It's been about a week since I've taken the time to put some thoughts into writing. I've been consumed with finishing classes, creating curriculum, and prepping for all the different classes I'm facilitating during this time. Frankly, I'm exhausted. I did overextend myself a little bit so when I start to complain or feel overwhelmed, I need to remember that it's all self-induced.
During this time of transition and change in my life, it's been curious how many training jobs have just appeared. It's like the entire universe is telling me -- you are meant to teach. People respond to my classes, say that they take away a lot, and that I make a difference. I know that I am using my so many of my gifts to serve others as well. So why don't I feel great fulfillment from this? Why don't I live for teaching? I don't hate it. I don't particularly live for it either. It's just something that I do. And it bothers me that I don't receive more satisfaction from it.

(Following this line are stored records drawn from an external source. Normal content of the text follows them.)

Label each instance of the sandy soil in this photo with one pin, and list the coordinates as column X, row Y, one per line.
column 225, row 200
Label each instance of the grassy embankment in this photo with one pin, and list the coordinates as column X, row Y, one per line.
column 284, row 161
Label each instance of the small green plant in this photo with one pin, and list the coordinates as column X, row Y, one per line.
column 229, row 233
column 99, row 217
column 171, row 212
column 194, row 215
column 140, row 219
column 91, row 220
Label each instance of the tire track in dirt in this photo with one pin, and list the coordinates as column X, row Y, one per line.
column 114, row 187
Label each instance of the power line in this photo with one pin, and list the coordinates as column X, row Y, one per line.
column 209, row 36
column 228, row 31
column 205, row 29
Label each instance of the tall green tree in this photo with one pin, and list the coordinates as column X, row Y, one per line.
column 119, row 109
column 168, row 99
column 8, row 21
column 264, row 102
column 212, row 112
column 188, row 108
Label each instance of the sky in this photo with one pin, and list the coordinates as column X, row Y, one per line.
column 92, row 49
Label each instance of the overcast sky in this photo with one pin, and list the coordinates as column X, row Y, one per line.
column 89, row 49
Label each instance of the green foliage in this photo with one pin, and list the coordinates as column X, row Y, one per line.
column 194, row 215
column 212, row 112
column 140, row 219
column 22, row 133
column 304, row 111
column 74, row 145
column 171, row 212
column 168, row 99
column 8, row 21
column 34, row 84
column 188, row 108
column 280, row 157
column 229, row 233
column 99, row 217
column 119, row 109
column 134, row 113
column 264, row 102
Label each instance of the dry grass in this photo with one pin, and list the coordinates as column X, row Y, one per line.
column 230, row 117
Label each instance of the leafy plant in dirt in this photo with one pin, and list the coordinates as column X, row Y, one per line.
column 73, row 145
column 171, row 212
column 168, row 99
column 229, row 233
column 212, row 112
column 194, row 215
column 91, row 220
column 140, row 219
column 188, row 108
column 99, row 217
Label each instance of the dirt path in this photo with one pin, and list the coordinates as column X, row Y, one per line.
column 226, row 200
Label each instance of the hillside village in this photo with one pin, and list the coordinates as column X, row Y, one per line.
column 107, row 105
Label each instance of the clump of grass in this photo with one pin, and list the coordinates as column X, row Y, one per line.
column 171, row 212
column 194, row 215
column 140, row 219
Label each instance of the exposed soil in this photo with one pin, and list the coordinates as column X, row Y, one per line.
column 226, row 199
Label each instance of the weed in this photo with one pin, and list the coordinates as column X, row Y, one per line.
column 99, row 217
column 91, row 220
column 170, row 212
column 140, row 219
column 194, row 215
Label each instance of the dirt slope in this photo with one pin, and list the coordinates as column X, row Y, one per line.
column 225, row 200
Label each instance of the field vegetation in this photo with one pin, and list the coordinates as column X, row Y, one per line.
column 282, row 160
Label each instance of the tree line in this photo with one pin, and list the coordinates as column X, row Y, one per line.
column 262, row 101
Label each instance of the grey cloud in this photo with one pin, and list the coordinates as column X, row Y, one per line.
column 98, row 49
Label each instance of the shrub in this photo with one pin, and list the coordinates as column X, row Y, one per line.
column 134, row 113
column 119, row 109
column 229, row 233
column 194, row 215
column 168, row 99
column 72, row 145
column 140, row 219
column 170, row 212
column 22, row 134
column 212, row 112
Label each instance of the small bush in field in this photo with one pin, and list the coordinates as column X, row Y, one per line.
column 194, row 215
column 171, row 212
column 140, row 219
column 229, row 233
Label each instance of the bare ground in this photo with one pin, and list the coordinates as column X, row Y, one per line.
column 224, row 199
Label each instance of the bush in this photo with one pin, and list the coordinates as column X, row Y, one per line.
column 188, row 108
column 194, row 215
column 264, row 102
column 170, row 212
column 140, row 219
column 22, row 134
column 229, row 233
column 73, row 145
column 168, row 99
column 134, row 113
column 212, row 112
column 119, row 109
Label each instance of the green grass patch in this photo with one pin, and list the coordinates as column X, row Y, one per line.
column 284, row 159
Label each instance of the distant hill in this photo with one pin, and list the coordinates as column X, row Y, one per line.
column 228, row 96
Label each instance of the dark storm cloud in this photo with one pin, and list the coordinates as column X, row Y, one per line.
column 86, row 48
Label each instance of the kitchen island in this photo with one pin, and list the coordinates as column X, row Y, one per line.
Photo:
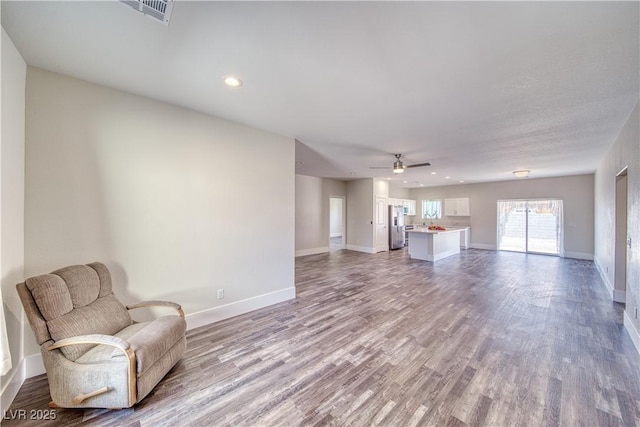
column 433, row 245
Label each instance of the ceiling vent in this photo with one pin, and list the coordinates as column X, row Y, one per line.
column 158, row 9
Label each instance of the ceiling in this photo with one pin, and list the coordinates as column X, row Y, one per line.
column 479, row 89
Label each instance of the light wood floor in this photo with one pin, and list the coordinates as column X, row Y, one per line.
column 484, row 338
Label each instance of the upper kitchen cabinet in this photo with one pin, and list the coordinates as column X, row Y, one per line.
column 456, row 207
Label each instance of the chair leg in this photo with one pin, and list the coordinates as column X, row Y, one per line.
column 82, row 397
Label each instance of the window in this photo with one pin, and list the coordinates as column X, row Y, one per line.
column 534, row 226
column 431, row 209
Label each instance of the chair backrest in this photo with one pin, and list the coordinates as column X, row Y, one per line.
column 72, row 301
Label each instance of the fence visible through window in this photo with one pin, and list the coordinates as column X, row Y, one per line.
column 530, row 226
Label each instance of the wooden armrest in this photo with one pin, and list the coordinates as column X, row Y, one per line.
column 92, row 339
column 154, row 303
column 105, row 340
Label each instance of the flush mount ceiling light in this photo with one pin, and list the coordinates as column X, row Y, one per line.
column 232, row 81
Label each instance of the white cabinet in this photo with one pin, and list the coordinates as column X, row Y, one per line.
column 409, row 207
column 456, row 207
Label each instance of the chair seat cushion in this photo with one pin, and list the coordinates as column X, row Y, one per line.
column 149, row 341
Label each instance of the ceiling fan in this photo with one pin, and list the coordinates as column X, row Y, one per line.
column 399, row 167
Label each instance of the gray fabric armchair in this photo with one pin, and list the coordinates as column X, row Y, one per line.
column 95, row 355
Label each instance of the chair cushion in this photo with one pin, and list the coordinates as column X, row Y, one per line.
column 149, row 340
column 105, row 316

As I ponder about this, I remind myself that right now, it's OK that I'm not filled with joy about teaching. It doesn't affect the quality of the information I present or my teaching. I am so committed to making sure that everyone leaves with at least one nugget of information that they can use. This is where I'm meant to be. I believe that God has placed me back in the classroom to remind me that I serve God and my neighbor in many ways. After my experience, I truly needed that whack in the middle of the forehead saying you are precious and good. I contribute to the Kingdom of God on earth by exposing people to new and different ideas, giving them the confidence to try new skills and think in new ways. This is a good place for me to be on my life journey right now. I may not be overflowing with joy and gladness, but I am content. Not complacent by any means, just content and satisfied. It's a like an oasis in the desert. My journey is not complete and that's a good thing.